I co-organise the Foundations in Reproductive Health core module, am a personal tutor on the Public Health for Development (PH4D) and Reproductive and Sexual Health Research (RSHR) Masters, and a tutor on the distance learning medical anthropology module.
As a part of RECAP, I research questions of evidence conceptualization, production and use in humanitarian health care settings.
As a member of the maternal and neonatal health group, my research within a variety of projects focuses on maternal health policy and decision-making and the ethnography of health facility environments.

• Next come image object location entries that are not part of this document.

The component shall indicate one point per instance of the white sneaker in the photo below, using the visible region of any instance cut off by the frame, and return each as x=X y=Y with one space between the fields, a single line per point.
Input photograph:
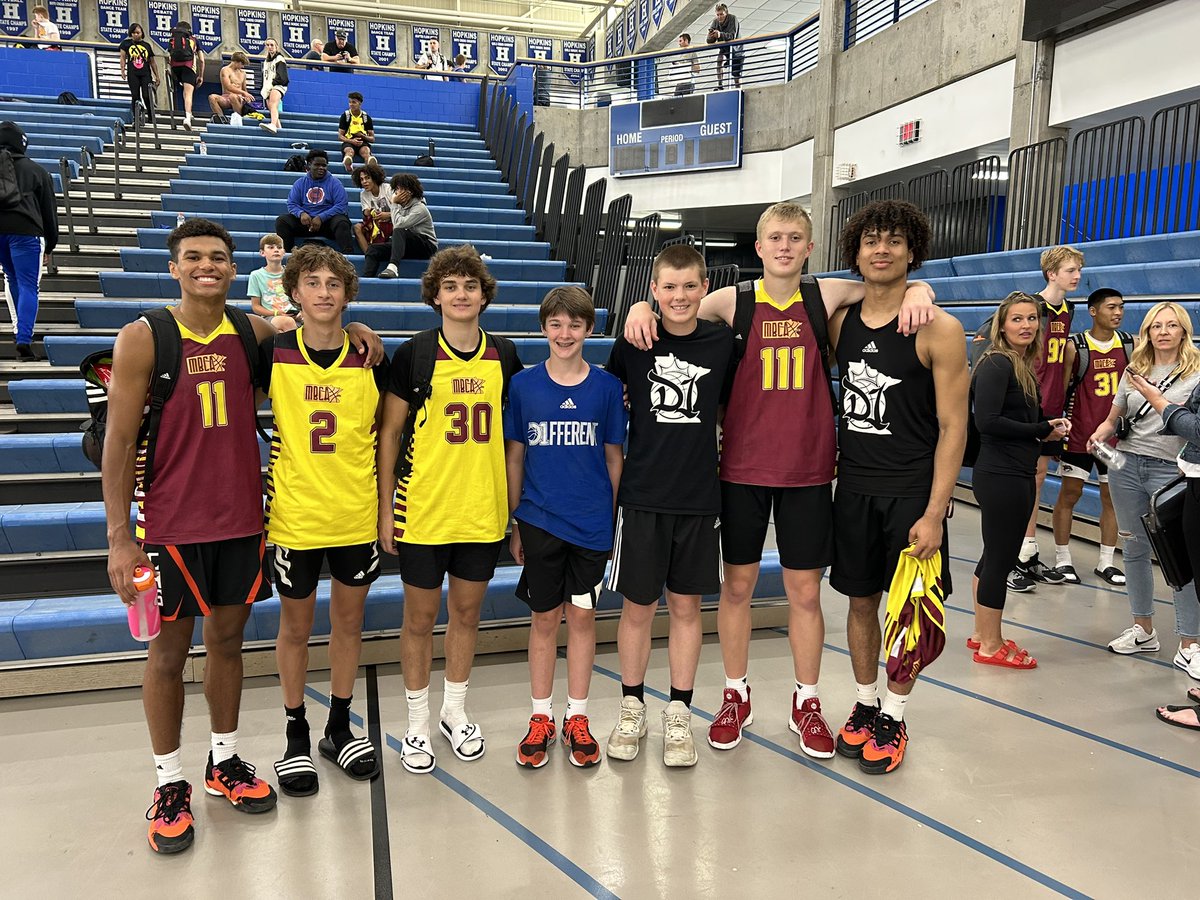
x=1135 y=640
x=623 y=743
x=678 y=747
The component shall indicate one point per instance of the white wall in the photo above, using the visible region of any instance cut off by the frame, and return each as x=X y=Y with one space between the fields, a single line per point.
x=1138 y=58
x=963 y=115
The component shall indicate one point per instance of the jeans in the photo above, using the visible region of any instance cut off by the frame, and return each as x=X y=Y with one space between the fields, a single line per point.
x=1132 y=489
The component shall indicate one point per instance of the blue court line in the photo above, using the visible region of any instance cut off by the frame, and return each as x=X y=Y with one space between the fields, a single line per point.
x=503 y=819
x=895 y=805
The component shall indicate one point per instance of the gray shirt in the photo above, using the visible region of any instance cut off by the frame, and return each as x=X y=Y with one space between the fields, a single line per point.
x=1146 y=438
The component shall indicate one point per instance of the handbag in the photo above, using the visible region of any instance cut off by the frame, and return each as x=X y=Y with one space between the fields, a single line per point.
x=1164 y=527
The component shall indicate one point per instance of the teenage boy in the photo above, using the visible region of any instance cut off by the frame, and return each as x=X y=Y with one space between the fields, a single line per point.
x=325 y=402
x=670 y=501
x=900 y=439
x=1093 y=364
x=778 y=462
x=565 y=429
x=268 y=297
x=317 y=207
x=355 y=130
x=445 y=509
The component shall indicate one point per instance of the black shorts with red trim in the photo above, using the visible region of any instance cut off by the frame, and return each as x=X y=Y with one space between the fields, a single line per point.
x=196 y=577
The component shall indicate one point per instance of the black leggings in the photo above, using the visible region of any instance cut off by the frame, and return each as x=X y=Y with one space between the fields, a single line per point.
x=1005 y=505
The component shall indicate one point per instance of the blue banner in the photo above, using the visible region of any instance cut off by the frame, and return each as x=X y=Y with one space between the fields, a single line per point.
x=114 y=19
x=503 y=53
x=382 y=36
x=65 y=13
x=465 y=43
x=207 y=27
x=161 y=17
x=295 y=33
x=252 y=30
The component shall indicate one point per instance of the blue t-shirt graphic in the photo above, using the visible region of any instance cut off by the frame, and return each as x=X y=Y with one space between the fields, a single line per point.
x=567 y=489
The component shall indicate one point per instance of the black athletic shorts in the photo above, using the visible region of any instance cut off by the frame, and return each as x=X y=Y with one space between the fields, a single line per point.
x=803 y=523
x=557 y=571
x=425 y=565
x=297 y=571
x=869 y=537
x=655 y=549
x=195 y=577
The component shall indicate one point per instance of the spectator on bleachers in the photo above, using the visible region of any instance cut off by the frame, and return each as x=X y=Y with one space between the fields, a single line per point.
x=275 y=83
x=341 y=52
x=186 y=64
x=317 y=207
x=28 y=229
x=1165 y=357
x=233 y=95
x=138 y=70
x=355 y=130
x=412 y=226
x=265 y=288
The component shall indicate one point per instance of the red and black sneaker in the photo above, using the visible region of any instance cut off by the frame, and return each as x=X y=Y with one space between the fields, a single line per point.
x=171 y=819
x=857 y=730
x=234 y=779
x=735 y=714
x=532 y=750
x=581 y=748
x=885 y=751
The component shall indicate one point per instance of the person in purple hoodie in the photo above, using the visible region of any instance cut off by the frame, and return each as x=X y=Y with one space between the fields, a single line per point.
x=317 y=208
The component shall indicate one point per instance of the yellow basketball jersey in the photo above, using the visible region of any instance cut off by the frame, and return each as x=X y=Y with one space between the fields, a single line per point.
x=457 y=490
x=321 y=484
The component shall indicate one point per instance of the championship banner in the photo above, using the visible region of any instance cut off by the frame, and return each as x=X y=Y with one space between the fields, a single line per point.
x=503 y=52
x=114 y=19
x=382 y=36
x=252 y=30
x=424 y=35
x=207 y=27
x=575 y=52
x=162 y=16
x=297 y=37
x=466 y=43
x=65 y=13
x=540 y=47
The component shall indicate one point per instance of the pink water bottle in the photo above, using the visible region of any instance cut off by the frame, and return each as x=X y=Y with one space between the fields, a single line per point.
x=145 y=621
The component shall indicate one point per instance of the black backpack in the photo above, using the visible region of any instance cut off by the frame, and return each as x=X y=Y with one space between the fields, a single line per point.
x=97 y=371
x=420 y=379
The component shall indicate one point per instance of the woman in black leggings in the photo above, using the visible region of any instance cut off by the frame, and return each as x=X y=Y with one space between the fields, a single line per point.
x=1008 y=415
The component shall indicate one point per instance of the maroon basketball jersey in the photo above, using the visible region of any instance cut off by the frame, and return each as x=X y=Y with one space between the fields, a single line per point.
x=779 y=427
x=1050 y=367
x=1092 y=400
x=207 y=472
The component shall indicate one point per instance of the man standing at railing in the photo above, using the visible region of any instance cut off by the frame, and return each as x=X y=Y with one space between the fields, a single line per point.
x=723 y=29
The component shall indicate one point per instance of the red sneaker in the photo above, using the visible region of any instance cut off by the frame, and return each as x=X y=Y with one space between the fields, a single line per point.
x=735 y=714
x=816 y=739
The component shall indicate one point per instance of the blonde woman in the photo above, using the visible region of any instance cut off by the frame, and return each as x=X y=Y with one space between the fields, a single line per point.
x=1007 y=409
x=1165 y=357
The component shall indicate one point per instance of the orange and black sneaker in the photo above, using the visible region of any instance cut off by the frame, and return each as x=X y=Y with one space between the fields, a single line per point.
x=171 y=819
x=532 y=751
x=581 y=748
x=857 y=731
x=234 y=779
x=885 y=751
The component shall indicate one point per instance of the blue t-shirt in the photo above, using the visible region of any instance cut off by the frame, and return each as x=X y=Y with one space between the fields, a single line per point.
x=567 y=490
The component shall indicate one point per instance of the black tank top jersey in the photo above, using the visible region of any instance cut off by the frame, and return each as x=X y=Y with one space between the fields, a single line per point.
x=887 y=431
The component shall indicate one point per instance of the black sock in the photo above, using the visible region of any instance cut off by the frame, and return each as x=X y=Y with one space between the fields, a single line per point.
x=682 y=696
x=337 y=729
x=297 y=732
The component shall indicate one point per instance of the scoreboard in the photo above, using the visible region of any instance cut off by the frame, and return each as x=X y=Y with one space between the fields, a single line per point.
x=681 y=133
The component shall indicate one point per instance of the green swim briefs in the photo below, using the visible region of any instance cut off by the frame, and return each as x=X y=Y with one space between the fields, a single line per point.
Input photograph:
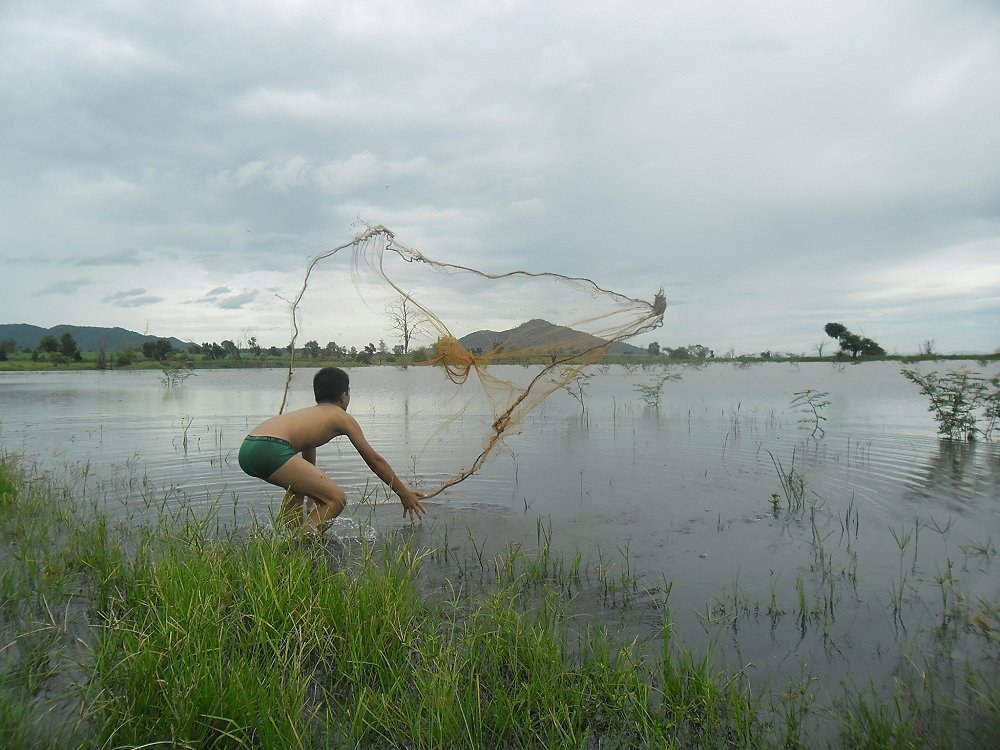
x=262 y=455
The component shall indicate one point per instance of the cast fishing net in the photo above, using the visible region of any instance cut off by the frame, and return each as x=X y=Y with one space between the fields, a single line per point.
x=552 y=326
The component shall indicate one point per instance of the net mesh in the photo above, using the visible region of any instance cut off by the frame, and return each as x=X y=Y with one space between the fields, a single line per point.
x=383 y=272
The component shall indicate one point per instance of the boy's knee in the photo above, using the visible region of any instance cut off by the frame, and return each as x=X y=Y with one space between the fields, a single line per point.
x=337 y=499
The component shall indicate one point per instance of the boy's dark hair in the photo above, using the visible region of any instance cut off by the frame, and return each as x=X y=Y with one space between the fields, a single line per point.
x=329 y=384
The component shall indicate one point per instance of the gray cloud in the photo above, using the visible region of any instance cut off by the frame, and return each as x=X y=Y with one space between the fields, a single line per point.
x=831 y=156
x=68 y=287
x=132 y=298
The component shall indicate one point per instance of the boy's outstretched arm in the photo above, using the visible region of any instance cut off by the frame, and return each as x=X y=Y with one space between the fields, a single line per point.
x=409 y=497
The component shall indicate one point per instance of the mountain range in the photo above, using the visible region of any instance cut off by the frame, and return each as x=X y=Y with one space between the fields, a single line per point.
x=543 y=336
x=87 y=338
x=534 y=334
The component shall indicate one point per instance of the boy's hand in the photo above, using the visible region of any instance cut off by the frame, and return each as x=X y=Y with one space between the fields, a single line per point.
x=411 y=503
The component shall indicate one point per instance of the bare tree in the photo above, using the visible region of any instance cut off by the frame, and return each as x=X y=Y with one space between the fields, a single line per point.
x=408 y=320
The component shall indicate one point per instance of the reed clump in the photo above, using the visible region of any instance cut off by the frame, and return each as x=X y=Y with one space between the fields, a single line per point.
x=114 y=634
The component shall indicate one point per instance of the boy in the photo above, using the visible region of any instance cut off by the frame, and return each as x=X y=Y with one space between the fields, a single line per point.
x=270 y=452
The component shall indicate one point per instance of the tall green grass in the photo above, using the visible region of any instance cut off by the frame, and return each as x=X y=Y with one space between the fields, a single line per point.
x=115 y=635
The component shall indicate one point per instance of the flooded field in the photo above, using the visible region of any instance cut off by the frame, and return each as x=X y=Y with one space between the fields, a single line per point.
x=850 y=553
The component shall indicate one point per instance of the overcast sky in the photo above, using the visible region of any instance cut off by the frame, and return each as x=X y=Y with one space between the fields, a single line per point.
x=170 y=167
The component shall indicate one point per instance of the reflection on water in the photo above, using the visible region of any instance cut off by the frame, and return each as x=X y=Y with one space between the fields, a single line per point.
x=858 y=569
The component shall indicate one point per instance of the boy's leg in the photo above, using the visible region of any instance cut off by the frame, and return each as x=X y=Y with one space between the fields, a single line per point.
x=305 y=479
x=291 y=510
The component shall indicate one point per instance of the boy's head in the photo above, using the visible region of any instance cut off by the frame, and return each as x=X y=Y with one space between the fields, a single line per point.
x=330 y=384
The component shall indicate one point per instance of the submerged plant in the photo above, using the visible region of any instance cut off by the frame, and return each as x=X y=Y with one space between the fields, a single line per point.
x=652 y=391
x=959 y=400
x=810 y=404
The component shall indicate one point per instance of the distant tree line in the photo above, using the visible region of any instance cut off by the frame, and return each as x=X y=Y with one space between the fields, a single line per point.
x=693 y=351
x=852 y=343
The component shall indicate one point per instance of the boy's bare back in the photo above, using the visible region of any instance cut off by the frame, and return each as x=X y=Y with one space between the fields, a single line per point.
x=309 y=427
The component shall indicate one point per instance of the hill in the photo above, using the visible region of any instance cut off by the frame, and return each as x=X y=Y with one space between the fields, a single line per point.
x=542 y=335
x=88 y=338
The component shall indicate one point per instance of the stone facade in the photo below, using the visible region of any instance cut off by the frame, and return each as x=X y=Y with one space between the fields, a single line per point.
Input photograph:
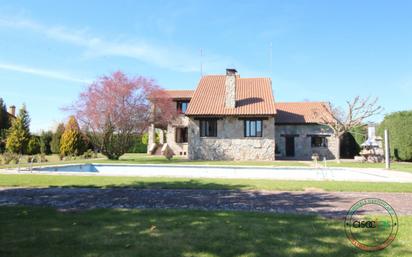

I am also interested in studying the impact of aid organisations; choices and identities surrounding health care and well being; personal and institutional responses to change; and the interplay between different beliefs and health systems.
In the past, I have worked with the Maternal healthcare markets Evaluation Team (MET), investigating the role of social franchising models in the private sector as a method of improving access to antenatal care and delivery and improving quality of care in Uganda and India (Uttar Pradesh & Rajasthan). I studied clinical audits in maternal health with AudObEm, a randomised controlled trial investigating the effectiveness of facility-based audits to improve the responsiveness of West African district hospitals to obstetric emergencies in Benin, Burkina Faso and Niger. I have also looked at the process of instituting the maternal death surveillance and response mechanism and scorecards in maternal health in Tanzania with E4A. As a part of FEMHealth (EU FP7), a project looking at the impact of the removal of obstetric user fees on maternity care in African countries, my research focused on two main areas: the quality of care in hospitals and the creation and transfer of health policy (in Morocco, Benin, Burkina Faso and Mali).